On Tue, Dec 2, 2008 at 4:58 PM, Peter Michaux <petermichaux at gmail.com> wrote:

I think if there are to be modifiers than just have the modifiers and not the #{}. Having all the modifiers with the property seems like a better way to go to me.

That seems fine to me, too. The #{ ... } idea just struck me, because I realized that it pretty well captures what I actually mean when I use { ... }.

Also what if #{} is used to create the object and later a property is added and is to be configurable? Is that possible? Either decision seems arbitrary.

Yes, and I don't consider that arbitrary, at all. The meaning of

obj.foo = bar;

can't be dependent upon the mechanism used to create obj.

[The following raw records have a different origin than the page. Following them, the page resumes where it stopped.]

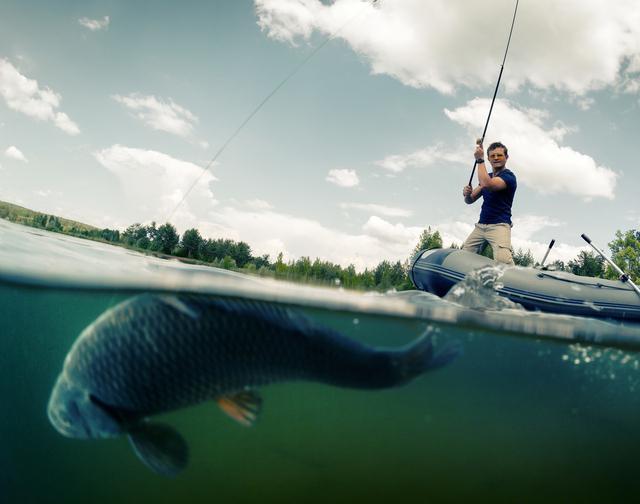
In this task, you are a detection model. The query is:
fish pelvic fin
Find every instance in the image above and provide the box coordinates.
[129,422,189,478]
[216,390,262,427]
[396,330,462,382]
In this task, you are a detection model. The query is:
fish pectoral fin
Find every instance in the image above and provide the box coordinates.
[216,390,262,427]
[129,422,189,477]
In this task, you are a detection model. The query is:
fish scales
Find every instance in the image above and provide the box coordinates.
[68,297,369,413]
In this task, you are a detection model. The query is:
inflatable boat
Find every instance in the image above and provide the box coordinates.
[409,249,640,322]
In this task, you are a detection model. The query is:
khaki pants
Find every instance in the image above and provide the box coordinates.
[462,223,514,265]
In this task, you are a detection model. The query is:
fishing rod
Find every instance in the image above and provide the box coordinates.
[468,0,520,185]
[580,233,640,296]
[166,0,379,222]
[540,239,556,269]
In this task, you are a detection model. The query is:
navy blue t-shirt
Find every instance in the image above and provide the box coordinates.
[479,168,518,224]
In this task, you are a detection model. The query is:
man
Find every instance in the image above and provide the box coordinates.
[462,142,518,265]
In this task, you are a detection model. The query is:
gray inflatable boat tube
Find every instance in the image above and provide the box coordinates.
[409,249,640,322]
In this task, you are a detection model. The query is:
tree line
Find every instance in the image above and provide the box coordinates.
[23,213,640,291]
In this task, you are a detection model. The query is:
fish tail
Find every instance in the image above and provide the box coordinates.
[396,331,462,382]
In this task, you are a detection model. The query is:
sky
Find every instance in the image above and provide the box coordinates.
[0,0,640,270]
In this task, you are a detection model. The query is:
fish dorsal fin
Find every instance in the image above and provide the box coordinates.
[159,296,200,319]
[216,390,262,427]
[129,422,189,477]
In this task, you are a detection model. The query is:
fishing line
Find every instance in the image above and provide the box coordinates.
[468,0,520,185]
[166,0,378,222]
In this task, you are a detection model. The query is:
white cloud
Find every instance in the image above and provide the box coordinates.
[445,98,618,199]
[0,58,80,135]
[245,199,273,210]
[255,0,640,94]
[325,169,360,187]
[198,207,422,271]
[4,145,29,163]
[113,93,198,138]
[94,145,217,226]
[78,16,109,31]
[375,144,468,174]
[340,203,413,217]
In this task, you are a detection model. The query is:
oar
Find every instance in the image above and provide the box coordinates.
[540,240,556,269]
[580,233,640,296]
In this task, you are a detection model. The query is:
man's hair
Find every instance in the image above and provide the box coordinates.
[487,142,509,156]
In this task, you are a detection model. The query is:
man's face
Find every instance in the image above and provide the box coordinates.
[489,147,509,169]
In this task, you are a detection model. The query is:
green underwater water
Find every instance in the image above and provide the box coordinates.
[0,283,640,503]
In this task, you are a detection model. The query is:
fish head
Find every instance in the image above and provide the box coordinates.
[47,373,123,439]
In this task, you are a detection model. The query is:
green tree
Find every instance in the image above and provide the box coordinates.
[122,222,149,248]
[513,249,534,266]
[180,228,203,259]
[153,222,180,254]
[607,229,640,282]
[567,250,604,277]
[411,226,442,257]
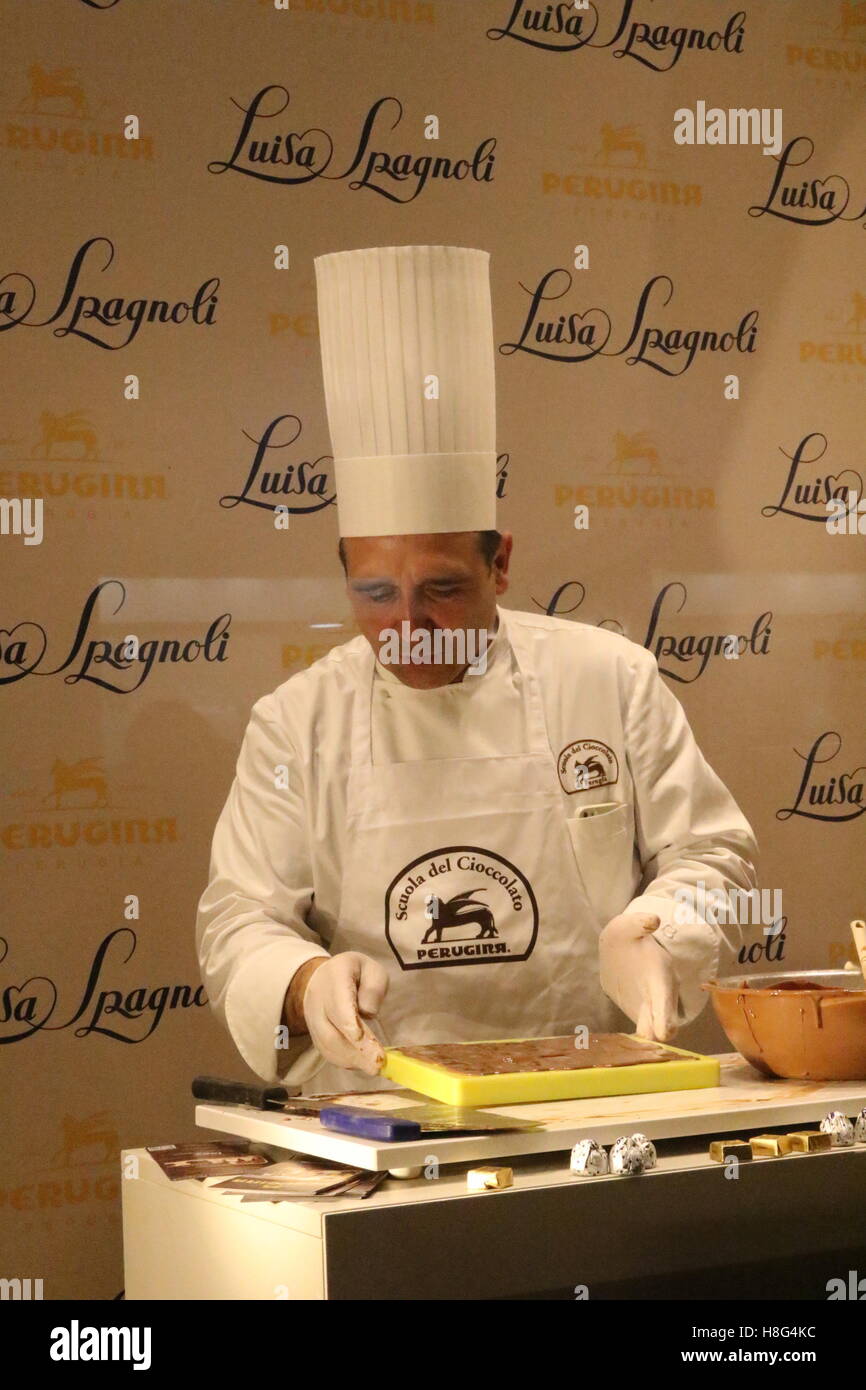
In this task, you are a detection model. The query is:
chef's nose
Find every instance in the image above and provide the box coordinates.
[399,589,430,631]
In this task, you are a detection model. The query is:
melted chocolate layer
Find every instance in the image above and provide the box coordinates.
[399,1033,681,1076]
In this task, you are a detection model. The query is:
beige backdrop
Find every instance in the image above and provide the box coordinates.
[0,0,866,1298]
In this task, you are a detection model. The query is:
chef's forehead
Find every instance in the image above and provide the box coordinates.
[342,531,481,578]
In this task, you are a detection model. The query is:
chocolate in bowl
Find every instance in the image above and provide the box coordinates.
[702,970,866,1081]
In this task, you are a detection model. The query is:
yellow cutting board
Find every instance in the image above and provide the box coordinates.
[381,1034,720,1108]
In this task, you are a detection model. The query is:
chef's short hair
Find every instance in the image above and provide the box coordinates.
[336,531,502,575]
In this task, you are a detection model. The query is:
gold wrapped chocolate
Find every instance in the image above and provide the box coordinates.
[710,1138,752,1163]
[749,1134,783,1158]
[781,1130,833,1154]
[466,1165,514,1193]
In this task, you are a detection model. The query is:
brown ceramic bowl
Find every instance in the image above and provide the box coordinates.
[702,970,866,1081]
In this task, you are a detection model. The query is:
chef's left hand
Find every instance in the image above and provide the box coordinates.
[598,912,678,1043]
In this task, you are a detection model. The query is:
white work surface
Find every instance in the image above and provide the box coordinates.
[196,1052,866,1170]
[121,1094,866,1301]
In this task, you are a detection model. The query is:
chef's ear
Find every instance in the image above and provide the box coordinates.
[492,531,514,594]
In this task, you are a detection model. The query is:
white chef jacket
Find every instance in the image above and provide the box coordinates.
[196,607,758,1088]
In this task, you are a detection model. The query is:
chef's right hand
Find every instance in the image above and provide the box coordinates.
[302,951,388,1076]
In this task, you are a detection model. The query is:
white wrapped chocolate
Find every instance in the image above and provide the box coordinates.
[820,1111,853,1148]
[631,1134,659,1168]
[610,1134,646,1175]
[569,1138,609,1177]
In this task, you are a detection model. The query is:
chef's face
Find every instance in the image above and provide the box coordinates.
[343,531,512,689]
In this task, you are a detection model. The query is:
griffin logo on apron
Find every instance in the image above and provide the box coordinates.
[385,845,538,970]
[556,738,620,796]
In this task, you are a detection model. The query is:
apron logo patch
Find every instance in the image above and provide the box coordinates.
[385,845,538,970]
[556,738,620,796]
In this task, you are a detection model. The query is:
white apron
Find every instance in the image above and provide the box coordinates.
[304,610,621,1094]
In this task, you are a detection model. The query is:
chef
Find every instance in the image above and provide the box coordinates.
[196,246,756,1093]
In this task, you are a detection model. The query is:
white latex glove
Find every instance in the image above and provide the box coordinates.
[598,912,678,1043]
[303,951,388,1076]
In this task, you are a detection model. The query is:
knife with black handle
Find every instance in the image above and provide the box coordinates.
[192,1076,300,1111]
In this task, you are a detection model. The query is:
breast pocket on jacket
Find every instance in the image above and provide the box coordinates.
[566,801,634,926]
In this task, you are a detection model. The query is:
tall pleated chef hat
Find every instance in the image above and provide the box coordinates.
[314,246,496,537]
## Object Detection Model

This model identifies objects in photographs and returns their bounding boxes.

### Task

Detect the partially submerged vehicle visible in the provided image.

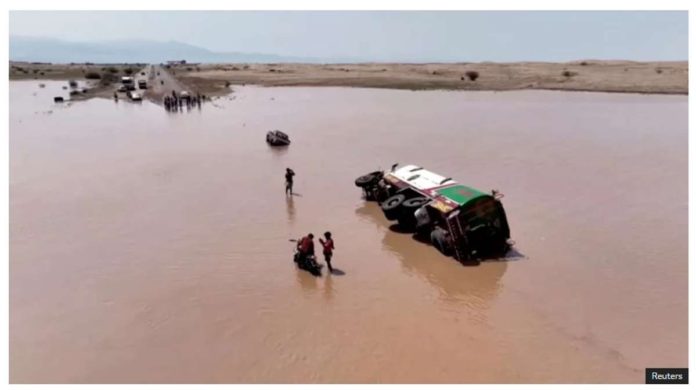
[292,250,323,276]
[355,164,513,262]
[266,130,290,146]
[128,91,143,102]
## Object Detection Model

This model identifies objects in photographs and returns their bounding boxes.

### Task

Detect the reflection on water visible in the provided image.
[355,202,507,304]
[9,82,688,383]
[285,195,295,224]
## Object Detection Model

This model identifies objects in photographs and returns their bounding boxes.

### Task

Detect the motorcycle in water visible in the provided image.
[293,250,323,276]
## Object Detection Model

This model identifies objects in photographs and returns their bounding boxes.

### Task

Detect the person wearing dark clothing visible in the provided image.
[285,168,295,195]
[297,233,314,265]
[319,232,334,272]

Now, if #{ ... } were to seal the object, then obviously you couldn't add a new property to it. While sealed (and frozen, for that matter) initializers would be useful in places, just enforcing non-configurability of the initial set of properties seems like a reasonable trade-off between general usefulness (like I said, I bet that most uses of { ... } could be replaced by #{ ... } without a problem) and optimizer-friendliness. (I'm thinking of Mark's number (6) from earlier in this thread.)

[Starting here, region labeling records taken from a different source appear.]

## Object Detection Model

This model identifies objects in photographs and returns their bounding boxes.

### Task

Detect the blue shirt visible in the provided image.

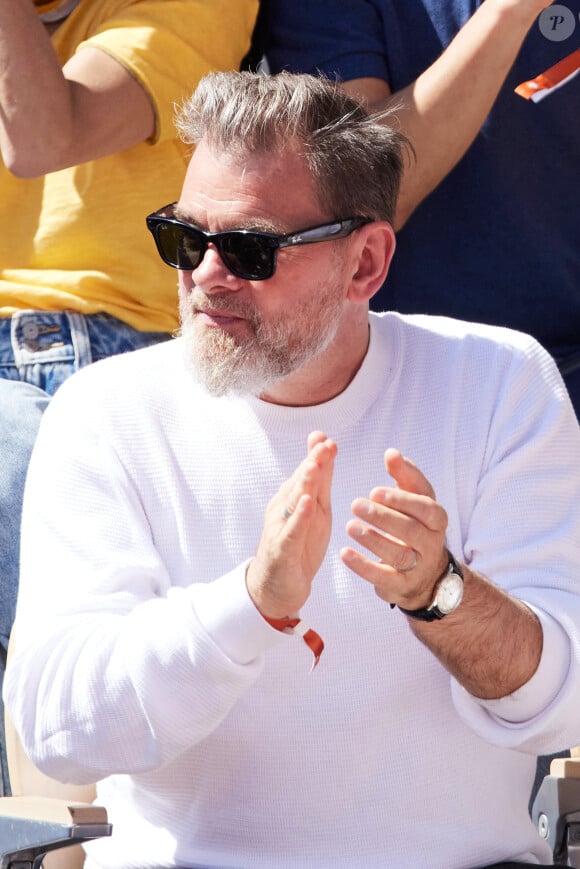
[267,0,580,365]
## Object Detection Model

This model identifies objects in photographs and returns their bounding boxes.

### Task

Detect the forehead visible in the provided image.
[179,141,327,231]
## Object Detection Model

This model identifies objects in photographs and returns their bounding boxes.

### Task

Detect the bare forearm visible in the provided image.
[409,567,542,700]
[345,0,549,228]
[0,0,71,175]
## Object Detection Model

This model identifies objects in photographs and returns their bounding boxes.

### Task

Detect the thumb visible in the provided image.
[385,447,435,498]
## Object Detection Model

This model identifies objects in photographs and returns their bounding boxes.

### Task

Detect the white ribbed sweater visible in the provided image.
[5,314,580,869]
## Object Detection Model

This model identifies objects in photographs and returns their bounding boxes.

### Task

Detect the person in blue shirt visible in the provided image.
[266,0,580,415]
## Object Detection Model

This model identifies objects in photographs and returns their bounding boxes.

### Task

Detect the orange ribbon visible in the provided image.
[263,615,324,672]
[515,48,580,103]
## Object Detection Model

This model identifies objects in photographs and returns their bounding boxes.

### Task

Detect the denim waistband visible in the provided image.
[0,310,171,393]
[0,311,171,368]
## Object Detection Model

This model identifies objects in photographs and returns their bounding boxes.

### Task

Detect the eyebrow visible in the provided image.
[173,205,288,235]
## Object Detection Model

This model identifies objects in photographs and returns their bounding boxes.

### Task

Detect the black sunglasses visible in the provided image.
[147,202,372,281]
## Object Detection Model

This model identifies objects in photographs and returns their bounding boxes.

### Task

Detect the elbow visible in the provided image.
[3,151,61,179]
[2,136,71,178]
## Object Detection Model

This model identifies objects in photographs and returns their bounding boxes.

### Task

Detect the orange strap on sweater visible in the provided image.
[263,616,324,672]
[515,48,580,103]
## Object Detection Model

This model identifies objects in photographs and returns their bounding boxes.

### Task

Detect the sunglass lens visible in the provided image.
[220,233,275,281]
[156,223,205,271]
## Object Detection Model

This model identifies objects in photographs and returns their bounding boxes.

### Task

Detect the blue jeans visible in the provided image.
[0,311,171,796]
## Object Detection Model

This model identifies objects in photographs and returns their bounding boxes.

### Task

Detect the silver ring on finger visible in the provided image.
[393,549,417,573]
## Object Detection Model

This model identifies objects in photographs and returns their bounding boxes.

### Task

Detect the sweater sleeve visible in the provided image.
[451,336,580,754]
[5,366,285,784]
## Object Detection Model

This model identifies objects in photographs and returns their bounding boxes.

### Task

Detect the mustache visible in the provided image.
[186,289,261,324]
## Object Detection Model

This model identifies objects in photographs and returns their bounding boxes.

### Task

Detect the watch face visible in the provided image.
[436,573,463,615]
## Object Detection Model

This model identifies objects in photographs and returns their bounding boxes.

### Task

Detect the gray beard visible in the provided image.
[179,282,342,397]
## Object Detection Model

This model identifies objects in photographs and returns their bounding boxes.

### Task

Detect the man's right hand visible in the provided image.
[246,432,338,618]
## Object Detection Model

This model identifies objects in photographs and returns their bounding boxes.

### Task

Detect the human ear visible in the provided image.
[348,220,396,302]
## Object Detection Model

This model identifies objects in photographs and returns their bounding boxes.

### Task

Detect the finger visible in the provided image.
[362,486,447,540]
[340,546,403,602]
[346,520,421,573]
[280,437,337,519]
[307,431,327,452]
[385,448,435,498]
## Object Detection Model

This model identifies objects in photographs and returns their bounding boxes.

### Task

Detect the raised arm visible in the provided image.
[0,0,155,177]
[276,0,550,229]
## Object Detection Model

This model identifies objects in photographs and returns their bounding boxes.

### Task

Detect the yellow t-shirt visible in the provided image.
[0,0,258,331]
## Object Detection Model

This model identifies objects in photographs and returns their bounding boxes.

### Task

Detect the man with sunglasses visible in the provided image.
[6,73,580,869]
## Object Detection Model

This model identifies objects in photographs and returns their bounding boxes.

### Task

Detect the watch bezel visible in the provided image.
[399,550,464,622]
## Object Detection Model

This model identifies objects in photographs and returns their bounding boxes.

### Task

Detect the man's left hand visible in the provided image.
[341,449,448,610]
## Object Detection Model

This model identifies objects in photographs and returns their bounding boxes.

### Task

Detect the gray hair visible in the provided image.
[176,72,410,223]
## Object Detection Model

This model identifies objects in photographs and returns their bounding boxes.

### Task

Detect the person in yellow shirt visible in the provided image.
[0,0,258,793]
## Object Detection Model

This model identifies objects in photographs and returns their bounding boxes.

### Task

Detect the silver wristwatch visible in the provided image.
[399,551,463,622]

Of course, there could also be initializers for sealed and frozen objects. E.g., #s{ ... } and #f{ ... } -- or whatever. And these would be more optimizer-friendly and less generally useful than #{ ... }. And each would introduce new syntax. I'm in the "minimize new syntax" camp.

If there are going to be modifiers "config", "enum", and "const" then there may be no harm in having other modifiers which represent a combination of these modifiers (like the suggestions of "field" and "method" though I don't really like those names for the reasons I wrote before.)

Well, I think it's just a good practice to keep the set of modifiers (and new syntax, in general) small.

# Mark S. Miller (15 years ago)

This is the message from David-Sarah I was referring to, that uses lambda to express a pleasant object literal, but with a leakage hazard.

---------- Forwarded message ---------- From: David-Sarah Hopwood <david.hopwood at industrial-designers.co.uk>

Date: Mon, Dec 1, 2008 at 12:01 PM Subject: Re: How much sugar do classes need? To: es-discuss at mozilla.org

Peter Michaux wrote:

On Sat, Nov 29, 2008 at 9:49 PM, Mark S. Miller <erights at google.com>

wrote:

var self = { to toString() { return '<' + self.getX() + ',' + self.getY() + '>'; }, to getX() { return x; }, to getY() { return y; } let pubInstVar: 4, const pubInstConst: -4 }; return self;

The "to" isn't a typo, but wasn't explained. It creates a non-writable, non-enumerable, non-configurable property whose value is a frozen

function.

What is the motivation for choosing the string "to"?

It is used in E to introduce a method.

(It was also used in Logo to introduce a procedure declaration, but that may be a coincidence.)

I am not attached to the specifics of my "object"/"public" block. But

what

this thread has already taught me is that it is instances that need

sugar,

not classes. Enhancing the object literal notation is one way to get

there.

The object literal notation shouldn't be burdened with freezing the actual function object. The object literal should at most allow specifying that it's own property reference is frozen. The object literal freezing the function object itself seems like going a step to far.

The problem is that functions are mutable, which we are stuck with for backward compatibility. But there is no such backward compatibility constraint on lambdas, which can and should be immutable. So, given Allen Wirfs-Brock's syntax for lambda, we can do something like:

var self = { method toString: {|| '<' + self.getX() + ',' + self.getY() + '>'}, method getX: {|| x}, method getY: {|| y}, field pubInstVar: 4, const pubInstConst: -4, }; return self;

where the extensions to the object literal syntax used here are:

  • a 'field' modifier to declare a property non-[[Configurable]],
  • a 'const' modifier to declare a property non-[[Configurable]] and non-[[Writable]],
  • a 'method' modifier to declare a property non-[[Configurable]], non-[[Writable]] and non-[[Enumerable]].

Note that modifiers on object literal properties do not need to be reserved keywords ('get' and 'set' are already in this category).